Судейкин попятился к дверям.
* * *
АЛЕКСЕЕВСКИЙ РАВЕЛИН.
Нечаев, насвистывая, листал обёрнутый в газету журнал «Вперёд!», изданный в Лондоне: журнал ему передал Михайлов через караульного Гудкова. Мысли Нечаева, впрочем, были далеко. Он всё обдумывал план своего побега. План он изложил в письме, которое переправил в Исполком «Народной воли». План был невероятен, фантастичен, и именно поэтому – Нечаев был совершенно уверен – легко выполним.
Во-первых, побег не должен был выглядеть побегом. Скорее, это должно быть похоже на торжественный выезд из крепости наследника престола: солдаты должны накануне арестовать всех офицеров и запереть их в обер-комендантском доме. Затем выстроиться рядами внутри крепости, по пути следования Нечаева, и приветствовать его, как приветствовали бы самого Государя. Нечаев, в сопровождении свиты из наиболее верных солдат, а также выпущенных на свободу арестантов, выйдет из крепости через Петровские ворота, перейдёт через Кронверкский пролив; на Каменноостровском проспекте его должна поджидать карета с конным конвоем. В карете Нечаев по Троицкому мосту пересечёт Неву и поедет к Зимнему.

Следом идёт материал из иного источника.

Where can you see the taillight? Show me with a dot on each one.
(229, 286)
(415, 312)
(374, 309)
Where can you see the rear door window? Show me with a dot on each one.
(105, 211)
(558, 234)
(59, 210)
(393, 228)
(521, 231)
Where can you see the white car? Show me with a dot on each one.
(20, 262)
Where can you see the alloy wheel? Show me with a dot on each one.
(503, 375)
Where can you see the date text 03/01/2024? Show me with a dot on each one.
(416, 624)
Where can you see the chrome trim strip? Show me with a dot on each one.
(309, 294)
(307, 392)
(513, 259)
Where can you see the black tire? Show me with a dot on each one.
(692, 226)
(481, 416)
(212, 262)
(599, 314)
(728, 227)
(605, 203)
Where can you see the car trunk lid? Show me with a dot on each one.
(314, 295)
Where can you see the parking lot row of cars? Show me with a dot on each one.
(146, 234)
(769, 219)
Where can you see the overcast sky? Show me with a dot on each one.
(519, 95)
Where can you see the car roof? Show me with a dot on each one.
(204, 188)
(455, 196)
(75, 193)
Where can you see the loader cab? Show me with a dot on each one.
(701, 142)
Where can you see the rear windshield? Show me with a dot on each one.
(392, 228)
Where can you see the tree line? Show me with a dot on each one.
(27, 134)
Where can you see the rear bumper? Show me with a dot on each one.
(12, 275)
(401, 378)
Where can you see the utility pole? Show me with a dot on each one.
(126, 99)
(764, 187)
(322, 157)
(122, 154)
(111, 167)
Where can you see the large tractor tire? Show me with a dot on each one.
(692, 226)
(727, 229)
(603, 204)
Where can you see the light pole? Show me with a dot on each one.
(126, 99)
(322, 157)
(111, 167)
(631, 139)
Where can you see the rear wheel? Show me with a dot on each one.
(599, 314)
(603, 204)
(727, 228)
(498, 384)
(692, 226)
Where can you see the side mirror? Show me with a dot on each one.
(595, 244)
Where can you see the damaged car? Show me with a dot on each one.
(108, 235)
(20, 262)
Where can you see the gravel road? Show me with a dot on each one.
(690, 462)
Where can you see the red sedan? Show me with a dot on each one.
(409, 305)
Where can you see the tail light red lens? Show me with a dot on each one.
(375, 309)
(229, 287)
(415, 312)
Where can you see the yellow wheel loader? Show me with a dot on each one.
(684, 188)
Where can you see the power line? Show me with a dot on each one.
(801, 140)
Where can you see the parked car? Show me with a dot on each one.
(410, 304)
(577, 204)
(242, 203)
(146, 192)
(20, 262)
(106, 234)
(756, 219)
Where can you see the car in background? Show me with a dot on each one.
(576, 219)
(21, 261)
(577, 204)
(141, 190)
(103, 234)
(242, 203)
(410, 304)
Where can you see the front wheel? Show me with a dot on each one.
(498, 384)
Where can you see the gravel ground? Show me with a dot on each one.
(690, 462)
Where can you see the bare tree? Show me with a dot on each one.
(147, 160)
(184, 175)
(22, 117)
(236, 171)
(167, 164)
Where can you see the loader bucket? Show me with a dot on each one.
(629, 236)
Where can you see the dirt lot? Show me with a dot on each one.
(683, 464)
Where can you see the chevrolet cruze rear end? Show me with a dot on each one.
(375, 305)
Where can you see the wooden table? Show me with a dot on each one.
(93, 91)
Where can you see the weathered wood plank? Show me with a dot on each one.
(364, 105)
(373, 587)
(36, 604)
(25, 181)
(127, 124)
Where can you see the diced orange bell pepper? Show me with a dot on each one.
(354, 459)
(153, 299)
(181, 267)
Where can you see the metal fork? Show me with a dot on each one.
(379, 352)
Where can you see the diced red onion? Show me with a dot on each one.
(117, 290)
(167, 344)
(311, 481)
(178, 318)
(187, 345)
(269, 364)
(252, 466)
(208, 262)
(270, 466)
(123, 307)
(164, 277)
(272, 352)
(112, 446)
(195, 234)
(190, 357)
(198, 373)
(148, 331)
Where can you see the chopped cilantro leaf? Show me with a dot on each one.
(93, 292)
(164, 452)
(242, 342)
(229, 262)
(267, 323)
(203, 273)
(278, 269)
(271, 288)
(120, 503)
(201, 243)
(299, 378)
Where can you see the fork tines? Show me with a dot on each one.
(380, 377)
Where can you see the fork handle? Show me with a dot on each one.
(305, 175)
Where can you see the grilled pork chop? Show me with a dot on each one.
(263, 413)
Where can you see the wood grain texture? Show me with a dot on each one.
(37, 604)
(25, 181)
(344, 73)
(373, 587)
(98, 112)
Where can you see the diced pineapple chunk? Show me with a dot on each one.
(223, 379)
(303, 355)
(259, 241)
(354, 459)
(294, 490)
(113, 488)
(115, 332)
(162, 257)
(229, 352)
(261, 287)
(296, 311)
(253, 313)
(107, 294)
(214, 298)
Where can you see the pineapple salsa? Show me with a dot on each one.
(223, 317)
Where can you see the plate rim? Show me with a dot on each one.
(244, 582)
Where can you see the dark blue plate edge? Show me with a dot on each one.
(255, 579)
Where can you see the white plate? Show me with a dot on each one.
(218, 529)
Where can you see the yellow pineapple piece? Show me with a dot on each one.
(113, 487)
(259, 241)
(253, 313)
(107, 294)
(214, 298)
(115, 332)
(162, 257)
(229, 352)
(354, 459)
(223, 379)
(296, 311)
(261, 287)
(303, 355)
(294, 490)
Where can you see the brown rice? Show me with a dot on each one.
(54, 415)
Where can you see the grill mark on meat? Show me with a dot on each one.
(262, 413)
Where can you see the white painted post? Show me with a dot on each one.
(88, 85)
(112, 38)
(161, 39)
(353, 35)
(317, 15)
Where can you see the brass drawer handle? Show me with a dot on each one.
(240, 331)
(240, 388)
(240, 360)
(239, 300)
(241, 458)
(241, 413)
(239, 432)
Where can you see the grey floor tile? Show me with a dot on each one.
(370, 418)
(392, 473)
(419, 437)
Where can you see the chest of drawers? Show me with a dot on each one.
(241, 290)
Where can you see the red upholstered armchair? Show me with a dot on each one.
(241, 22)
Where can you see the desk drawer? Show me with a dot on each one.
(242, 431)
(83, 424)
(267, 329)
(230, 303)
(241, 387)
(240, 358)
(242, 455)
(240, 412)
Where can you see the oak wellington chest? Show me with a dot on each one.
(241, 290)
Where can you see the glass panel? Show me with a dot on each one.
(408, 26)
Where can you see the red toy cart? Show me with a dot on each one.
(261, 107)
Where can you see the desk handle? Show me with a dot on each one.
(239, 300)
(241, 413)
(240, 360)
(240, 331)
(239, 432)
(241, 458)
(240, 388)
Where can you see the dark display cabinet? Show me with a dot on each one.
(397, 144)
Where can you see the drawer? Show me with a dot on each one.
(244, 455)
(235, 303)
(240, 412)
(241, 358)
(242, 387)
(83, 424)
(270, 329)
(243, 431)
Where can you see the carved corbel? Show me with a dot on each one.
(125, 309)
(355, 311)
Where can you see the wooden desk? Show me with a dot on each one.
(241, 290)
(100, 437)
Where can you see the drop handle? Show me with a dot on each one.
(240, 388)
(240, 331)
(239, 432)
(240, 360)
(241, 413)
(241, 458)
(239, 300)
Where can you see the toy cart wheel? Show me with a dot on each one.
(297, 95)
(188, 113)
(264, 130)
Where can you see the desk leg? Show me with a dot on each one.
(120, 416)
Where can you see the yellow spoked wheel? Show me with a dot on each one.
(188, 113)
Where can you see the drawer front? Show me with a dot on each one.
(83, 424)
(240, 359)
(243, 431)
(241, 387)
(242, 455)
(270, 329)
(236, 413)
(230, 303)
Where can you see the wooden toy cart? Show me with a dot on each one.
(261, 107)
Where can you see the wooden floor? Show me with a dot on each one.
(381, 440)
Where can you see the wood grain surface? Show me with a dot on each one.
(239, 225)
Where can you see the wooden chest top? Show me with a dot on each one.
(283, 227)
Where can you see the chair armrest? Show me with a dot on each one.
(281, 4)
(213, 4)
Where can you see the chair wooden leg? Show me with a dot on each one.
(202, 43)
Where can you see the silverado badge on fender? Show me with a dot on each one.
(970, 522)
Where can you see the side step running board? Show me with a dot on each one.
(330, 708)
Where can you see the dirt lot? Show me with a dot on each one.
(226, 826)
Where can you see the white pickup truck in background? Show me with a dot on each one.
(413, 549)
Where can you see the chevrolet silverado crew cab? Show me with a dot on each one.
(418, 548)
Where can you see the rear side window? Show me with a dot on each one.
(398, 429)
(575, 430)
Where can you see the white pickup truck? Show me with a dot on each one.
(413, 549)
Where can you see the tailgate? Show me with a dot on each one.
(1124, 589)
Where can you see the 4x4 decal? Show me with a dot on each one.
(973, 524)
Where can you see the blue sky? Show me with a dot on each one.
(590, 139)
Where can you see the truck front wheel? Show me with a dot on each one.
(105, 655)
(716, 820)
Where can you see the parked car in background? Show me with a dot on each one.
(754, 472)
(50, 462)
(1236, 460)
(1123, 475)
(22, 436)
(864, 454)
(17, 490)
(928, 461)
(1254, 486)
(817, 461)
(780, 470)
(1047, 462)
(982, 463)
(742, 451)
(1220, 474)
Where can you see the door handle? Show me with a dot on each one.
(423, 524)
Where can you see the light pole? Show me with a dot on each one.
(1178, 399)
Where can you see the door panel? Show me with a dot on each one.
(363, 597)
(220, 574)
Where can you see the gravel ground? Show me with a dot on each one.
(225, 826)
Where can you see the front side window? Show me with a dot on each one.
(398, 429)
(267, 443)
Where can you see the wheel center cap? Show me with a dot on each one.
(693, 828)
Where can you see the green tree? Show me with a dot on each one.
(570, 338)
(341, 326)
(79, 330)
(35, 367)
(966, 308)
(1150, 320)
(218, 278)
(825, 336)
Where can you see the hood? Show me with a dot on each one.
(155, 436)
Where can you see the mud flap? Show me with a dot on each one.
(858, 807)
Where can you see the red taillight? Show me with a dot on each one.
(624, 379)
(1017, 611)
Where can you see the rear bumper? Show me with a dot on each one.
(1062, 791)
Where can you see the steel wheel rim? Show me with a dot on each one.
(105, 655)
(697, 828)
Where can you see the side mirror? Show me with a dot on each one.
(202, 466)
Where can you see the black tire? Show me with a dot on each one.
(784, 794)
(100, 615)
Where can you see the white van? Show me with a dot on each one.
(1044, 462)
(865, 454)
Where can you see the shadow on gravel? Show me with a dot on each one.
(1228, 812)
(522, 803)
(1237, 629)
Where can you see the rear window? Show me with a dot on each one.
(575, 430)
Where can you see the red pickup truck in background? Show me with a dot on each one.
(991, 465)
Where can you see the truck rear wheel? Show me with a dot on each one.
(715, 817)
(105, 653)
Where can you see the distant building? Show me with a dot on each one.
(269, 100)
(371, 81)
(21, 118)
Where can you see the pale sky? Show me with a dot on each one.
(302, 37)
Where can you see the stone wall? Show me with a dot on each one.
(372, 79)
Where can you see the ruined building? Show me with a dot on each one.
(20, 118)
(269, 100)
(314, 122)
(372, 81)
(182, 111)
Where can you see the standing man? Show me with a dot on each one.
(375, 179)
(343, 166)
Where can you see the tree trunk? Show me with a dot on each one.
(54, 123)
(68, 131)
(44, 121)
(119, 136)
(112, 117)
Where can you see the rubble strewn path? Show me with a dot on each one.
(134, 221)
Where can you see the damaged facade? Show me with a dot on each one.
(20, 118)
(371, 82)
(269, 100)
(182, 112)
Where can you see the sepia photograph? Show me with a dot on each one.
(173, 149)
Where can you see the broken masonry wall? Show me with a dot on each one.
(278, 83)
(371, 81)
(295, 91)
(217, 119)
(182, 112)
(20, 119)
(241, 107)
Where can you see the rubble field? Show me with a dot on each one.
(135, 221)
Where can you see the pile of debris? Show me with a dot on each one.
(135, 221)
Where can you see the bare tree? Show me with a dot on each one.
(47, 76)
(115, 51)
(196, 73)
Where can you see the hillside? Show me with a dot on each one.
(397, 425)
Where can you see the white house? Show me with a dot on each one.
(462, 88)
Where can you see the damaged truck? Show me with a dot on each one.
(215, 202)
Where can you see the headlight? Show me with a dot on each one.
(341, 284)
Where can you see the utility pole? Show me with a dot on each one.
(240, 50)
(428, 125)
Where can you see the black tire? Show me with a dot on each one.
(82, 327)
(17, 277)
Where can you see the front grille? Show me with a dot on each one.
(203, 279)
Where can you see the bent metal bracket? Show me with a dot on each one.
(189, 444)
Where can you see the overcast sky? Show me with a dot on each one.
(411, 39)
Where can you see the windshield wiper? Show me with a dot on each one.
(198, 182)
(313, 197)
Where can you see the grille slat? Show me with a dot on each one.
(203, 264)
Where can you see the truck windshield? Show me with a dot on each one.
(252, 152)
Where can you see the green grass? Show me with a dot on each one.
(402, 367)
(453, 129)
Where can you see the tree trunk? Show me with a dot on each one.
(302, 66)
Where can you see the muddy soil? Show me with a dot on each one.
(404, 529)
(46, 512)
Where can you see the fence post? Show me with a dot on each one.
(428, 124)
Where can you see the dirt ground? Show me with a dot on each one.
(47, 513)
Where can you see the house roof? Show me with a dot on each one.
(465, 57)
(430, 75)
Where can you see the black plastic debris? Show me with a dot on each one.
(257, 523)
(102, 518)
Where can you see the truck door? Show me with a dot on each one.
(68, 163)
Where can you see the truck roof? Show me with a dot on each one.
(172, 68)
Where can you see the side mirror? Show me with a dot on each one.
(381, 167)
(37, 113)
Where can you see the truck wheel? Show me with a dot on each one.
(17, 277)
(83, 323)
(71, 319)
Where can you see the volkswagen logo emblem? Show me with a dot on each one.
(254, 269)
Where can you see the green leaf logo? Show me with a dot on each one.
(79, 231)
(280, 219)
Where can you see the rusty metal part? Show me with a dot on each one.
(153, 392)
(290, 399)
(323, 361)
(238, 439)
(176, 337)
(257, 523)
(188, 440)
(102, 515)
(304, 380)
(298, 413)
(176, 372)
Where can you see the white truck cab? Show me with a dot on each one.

К этому времени в городе уже всё должно быть готово к народному восстанию. Студенты, солдаты, кронштадтские моряки из военной организации «Народной воли», а также рабочие из предместий двинутся вслед за каретой, разоружая по пути полицию, жандармов и казаков. Царь со сворой царедворцев бежит из дворца; препятствовать ему не нужно. Нечаев на Дворцовой площади, с постамента Александровской колонны произносит пламенную речь.
Начинается революция.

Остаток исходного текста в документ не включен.